On January 1, 2020, some 30 years after the now late Pastor Victor Roach began a one-man crusade advocating it, the Barbados Government finally introduced breathalyzer testing as one of the amendments to a revised Road Traffic Act.
The Government Information Service released a public service announcement featuring Portia Blackman and Jennifer Walker spelling out the safe drinking limits as well as the penalties associated with violating the new law. But Acting Police Commissioner Erwin Boyce has stated that it will take a while before people are actually brought before the courts on charges of driving under the influence (DUI).

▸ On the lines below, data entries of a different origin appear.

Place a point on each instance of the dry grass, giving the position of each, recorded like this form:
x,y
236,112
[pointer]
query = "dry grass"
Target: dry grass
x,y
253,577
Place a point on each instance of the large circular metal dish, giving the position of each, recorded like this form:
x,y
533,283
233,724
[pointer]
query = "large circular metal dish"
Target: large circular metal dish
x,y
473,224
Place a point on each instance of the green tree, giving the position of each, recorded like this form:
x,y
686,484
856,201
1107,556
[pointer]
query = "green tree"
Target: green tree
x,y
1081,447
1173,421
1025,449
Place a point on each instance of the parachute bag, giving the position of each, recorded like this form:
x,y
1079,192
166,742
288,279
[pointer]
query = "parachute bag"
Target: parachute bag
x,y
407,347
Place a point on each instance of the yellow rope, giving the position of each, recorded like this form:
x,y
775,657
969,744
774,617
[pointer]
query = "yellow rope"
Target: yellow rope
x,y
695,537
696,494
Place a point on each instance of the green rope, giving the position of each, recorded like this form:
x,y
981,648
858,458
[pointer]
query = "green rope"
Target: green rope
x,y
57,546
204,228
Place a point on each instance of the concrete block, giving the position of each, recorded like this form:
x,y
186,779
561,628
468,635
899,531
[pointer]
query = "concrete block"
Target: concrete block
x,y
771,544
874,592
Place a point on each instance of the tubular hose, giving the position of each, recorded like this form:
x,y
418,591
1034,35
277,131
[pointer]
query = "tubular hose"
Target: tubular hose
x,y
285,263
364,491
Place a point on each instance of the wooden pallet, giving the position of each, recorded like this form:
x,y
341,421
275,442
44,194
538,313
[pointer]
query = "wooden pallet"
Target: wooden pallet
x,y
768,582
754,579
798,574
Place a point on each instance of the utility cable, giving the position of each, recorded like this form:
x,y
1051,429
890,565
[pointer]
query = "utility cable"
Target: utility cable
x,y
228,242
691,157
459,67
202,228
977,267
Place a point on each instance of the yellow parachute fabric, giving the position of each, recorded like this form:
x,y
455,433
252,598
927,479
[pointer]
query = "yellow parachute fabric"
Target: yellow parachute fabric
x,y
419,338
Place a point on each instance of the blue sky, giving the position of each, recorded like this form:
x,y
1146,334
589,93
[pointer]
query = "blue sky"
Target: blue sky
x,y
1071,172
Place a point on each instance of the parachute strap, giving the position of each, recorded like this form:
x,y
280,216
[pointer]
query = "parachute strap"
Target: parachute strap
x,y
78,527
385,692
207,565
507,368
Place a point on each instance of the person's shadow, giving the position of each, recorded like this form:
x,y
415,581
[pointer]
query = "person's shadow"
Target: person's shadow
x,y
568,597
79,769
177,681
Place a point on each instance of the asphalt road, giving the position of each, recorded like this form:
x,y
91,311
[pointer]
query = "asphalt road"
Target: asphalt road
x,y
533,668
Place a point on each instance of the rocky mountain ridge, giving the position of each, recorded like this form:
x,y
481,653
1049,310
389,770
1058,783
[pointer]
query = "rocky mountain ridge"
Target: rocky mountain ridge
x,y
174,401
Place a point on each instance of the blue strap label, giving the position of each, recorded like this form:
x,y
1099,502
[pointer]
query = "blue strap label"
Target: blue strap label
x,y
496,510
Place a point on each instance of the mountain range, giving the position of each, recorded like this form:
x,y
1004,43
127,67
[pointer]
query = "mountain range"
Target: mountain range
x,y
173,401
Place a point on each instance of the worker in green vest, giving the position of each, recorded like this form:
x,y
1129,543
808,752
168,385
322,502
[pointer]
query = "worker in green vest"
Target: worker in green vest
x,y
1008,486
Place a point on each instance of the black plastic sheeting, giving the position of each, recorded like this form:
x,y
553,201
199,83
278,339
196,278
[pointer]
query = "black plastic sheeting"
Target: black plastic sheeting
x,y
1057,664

In a recent interview, he stated: “We understand the anxiety of the media, and perhaps members of society, to see the first case of a person caught through breathalyzer testing going before the court, but from where we sit, we thought it best to pursue the educational approach as opposed to the operational approach at this time.” He added that officers had undergone the necessary training to use the equipment properly and that “we have had some conversations with the Ministry of Transport and Works and we had our own internal conversations looking at the way forward and how we can strategize to make sure that it becomes an effective tool”.
We would like to know just how and when the testing will be done. Will it form part of random spot checks when officers are on the road examining driver’s licences or insurance documents? Will it be applied as a matter of course if a driver is caught speeding or driving erratically or gets into a serious accident? Do we currently carry out post-mortems on drivers who lose their lives in vehicular accidents to determine whether intoxicating substances such as alcohol might have led to their demise?
While we commend the introduction of testing for excessive alcohol consumption, we must also consider other substances which may impair a driver’s ability to concentrate, such as marijuana. At this time, however, there are certain challenges associated with testing for this particular drug. In an article in Science Daily written in January 2018, toxicologists stated: “Many variables can affect how impaired someone is at any given concentration of tetrahydrocannabinol (THC) in the body. Whether it is inhaled or consumed can affect the level of impairment, and if paired with alcohol, it makes the high higher and the alcohol ‘buzz’ last longer.”
Another dilemma is that THC – the main psychoactive compound in marijuana – leaves the bloodstream fairly quickly with occasional use. Research has shown that while an occasional user is impaired for six to eight hours, blood THC concentrations can be effectively zero after two and a half hours. The report farther states that “on average in the United States, it takes from 1.4 to 4 hours after a crash or traffic stop to administer a blood test, meaning that if someone is driving while impaired, by the time you get their blood sample some 90% of the drug is already out of their system”.
In terms of people who use marijuana daily, such as those taking it for medicinal purposes, “THC accumulates in the tissues of the body and slowly releases over time, meaning that chronic users can test positive for cannabis even after 30 days of abstinence, and psychomotor impairment can be observed three weeks after the last dose”.
One researcher, Marilyn Huestis, who has spent over 20 years leading cannabinoid-related research projects at the National Institute on Drug Abuse in the United States, says: “You want people to take medicinal cannabinoids and now you know their driving is going to be impaired. How do you handle that problem?” While she does not support a legal driving limit as is the case with alcohol consumption, she advocates for well-trained police officers who can identify behavioural signs of impairment and less invasive biological marker tests, which can be immediately performed at the roadside to indicate the presence of cannabinoids.
In 2016, a team of researchers at Stanford University in the US, led by Shan Wang, a professor of materials science and engineering as well as electrical engineering, developed a device that uses magnetic biosensors to detect THC molecules in saliva. These researchers believe that “testing saliva is less invasive and THC levels in saliva may correlate with impairment better than THC in urine or blood”. The challenge, they acknowledge, is that “these tests may be called upon to detect superlatively tiny concentrations of THC. Some states have no set limit of THC in the body for drivers, while others set a limit of 0 or 5 nanograms (a billionth of a gram) per millilitre of blood. This device can detect concentrations of THC in the range of 0 to 50 nanograms per millilitre of saliva”. The team carrying out the experiments stated that the device can also be used to test for other drugs, such as morphine, heroin or cocaine.
We are pleased to report that Barbados has been recording fewer road fatalities in recent years, but to this day, there are no statistics indicating whether intoxication – be it from alcohol, marijuana, other drugs presently considered illegal, or even prescribed medication – has played a role in some fatal accidents. Ideally, with breathalyzer testing now coming into force in Barbados and tests for other substances being developed, we will get a better handle on this matter and save some lives in the process.